According to the facebook help page, News Feed is the constantly updating list of stories in the middle of your home page.

This is a very popular interview questions.

Step1: Understand the problem

News Feed system is also a complex system, let’s only focus on 2 features:

  • publish a post
  • generate news feed when user open the app

Also, each post could contains text, video or images.

Step2: High Level Design

We can start from API design.

Basically our service should expose two API based on the requirements:

  • POST /publish
    • content
    • auth_token
  • GET /newsfeed
    • auth_token

Those API can be HTTP based.

Now we know, we need to provide two flows for different API calls.

Publish Flow

  1. HTTP request will first hit load balancer
  2. load balancer redirect request to web server
  3. web server will handle the business logic, then redirect request to “publish service”
  4. publish service will
    1. store the post into post DB
    2. store the media into blob DB
    3. push the post into fanout service
  5. fanout service will
    1. fetch user’s friends from Graph DB
    2. push the messages into Message Queue
    3. fanout worker will fetch the message from MQ
    4. store the post to friends News Feed cache

Browse Flow

  1. User send API request to hit load balancer
  2. load balancer direct request to web server
  3. web server handle business logic, then redirect request to “news feed service”
  4. news feed service retrieve the pushed feed for user
  5. retrieve the real data of post id from DB

Step3: Deep Dive

Fanout Service

Fanout service is the process of delivering the post to all friends.

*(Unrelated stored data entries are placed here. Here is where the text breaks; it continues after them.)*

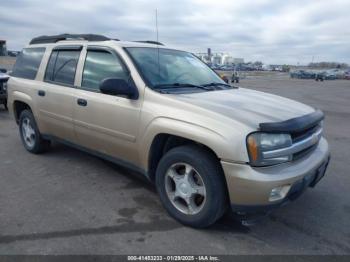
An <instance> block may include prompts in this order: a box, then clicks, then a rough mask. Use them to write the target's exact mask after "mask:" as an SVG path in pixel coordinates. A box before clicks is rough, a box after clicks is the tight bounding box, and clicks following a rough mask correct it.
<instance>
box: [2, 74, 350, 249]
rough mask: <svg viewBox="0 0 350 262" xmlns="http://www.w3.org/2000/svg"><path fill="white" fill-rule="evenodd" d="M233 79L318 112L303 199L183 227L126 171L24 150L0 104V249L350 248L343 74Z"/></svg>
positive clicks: (99, 163)
mask: <svg viewBox="0 0 350 262" xmlns="http://www.w3.org/2000/svg"><path fill="white" fill-rule="evenodd" d="M240 85H241V86H242V87H248V88H253V89H257V90H261V91H266V92H271V93H274V94H278V95H282V96H286V97H289V98H293V99H296V100H299V101H302V102H305V103H307V104H310V105H312V106H314V107H318V108H320V109H322V110H323V111H324V112H325V113H326V121H325V136H326V137H327V138H328V141H329V143H330V146H331V151H332V160H331V164H330V166H329V170H328V172H327V174H326V177H325V178H324V179H323V180H322V181H321V182H320V183H319V184H318V186H317V187H316V188H315V189H310V190H308V191H307V192H306V193H305V194H304V195H303V196H302V197H301V199H298V200H297V201H295V202H293V203H291V204H290V205H288V206H286V207H283V208H281V209H279V210H277V211H276V212H274V213H273V214H272V215H271V216H270V217H269V218H267V219H265V220H264V221H262V222H261V223H259V224H257V225H255V226H253V227H245V226H242V225H240V224H239V223H237V222H235V221H234V220H232V219H230V218H229V217H226V218H224V219H222V220H221V221H219V222H218V223H217V224H216V225H215V226H213V227H211V228H210V229H207V230H194V229H191V228H186V227H184V226H182V225H180V224H179V223H177V222H176V221H174V220H173V219H171V218H170V217H169V216H168V215H167V214H166V212H165V211H164V209H163V208H162V206H161V204H160V202H159V200H158V197H157V195H156V193H155V191H154V189H153V188H152V187H151V186H149V185H147V184H146V183H144V182H142V181H140V180H139V179H137V178H135V177H134V176H132V175H131V174H130V172H129V171H127V170H124V169H121V168H120V167H118V166H115V165H112V164H109V163H106V162H105V161H102V160H100V159H98V158H96V157H92V156H90V155H88V154H85V153H82V152H79V151H76V150H74V149H71V148H68V147H66V146H63V145H58V144H55V145H54V146H53V148H52V150H51V151H50V152H48V153H46V154H44V155H32V154H29V153H27V152H26V151H25V149H24V148H23V146H22V145H21V142H20V139H19V136H18V129H17V126H16V124H15V123H14V121H13V120H12V119H11V118H10V116H9V115H8V113H7V112H5V111H4V110H3V109H2V108H1V109H0V185H1V186H0V187H1V190H0V234H1V235H0V254H18V253H21V254H135V253H138V254H168V253H170V254H182V253H186V254H189V253H190V254H203V253H205V254H350V222H349V221H350V193H349V188H350V175H349V163H350V157H349V152H348V150H349V149H350V133H349V130H350V103H349V101H350V81H341V80H339V81H326V82H323V83H318V82H315V81H312V80H290V79H288V77H286V76H285V75H283V74H281V75H277V76H273V77H272V76H271V77H254V78H252V77H248V78H246V79H244V80H242V82H241V83H240Z"/></svg>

There are two type of action: push action or pull action, each one has its pros and cons

  • push model: A new post is delivered to friends’ cache immediately when it’s published
    • pros: news feed is generated in real time and can be pushed to friends immediately, so it can be fetched fast
    • cons: if user has many friends, fetching friends list and deliver the post to all of them is time-consuming.
      • pre-computing news feed for those inactive users waste resources
  • pull model: all posts from friends are fetched when user open the newsfeed app.
    • pros: save the resources for inactive users. and avoid the issue of push model
    • cons: fetching the post at read time will reduce the performance

so we usually adopt hybrid solution, where we use push model for active user and pull model for inactive user.

also for the “popular” users’ post, we let the followers to fetch the post on-demand to avoid system overload.

Cache

Cache is extremely important in News Feed System, in our design, we can also add cache at Data Layer to improve the performance.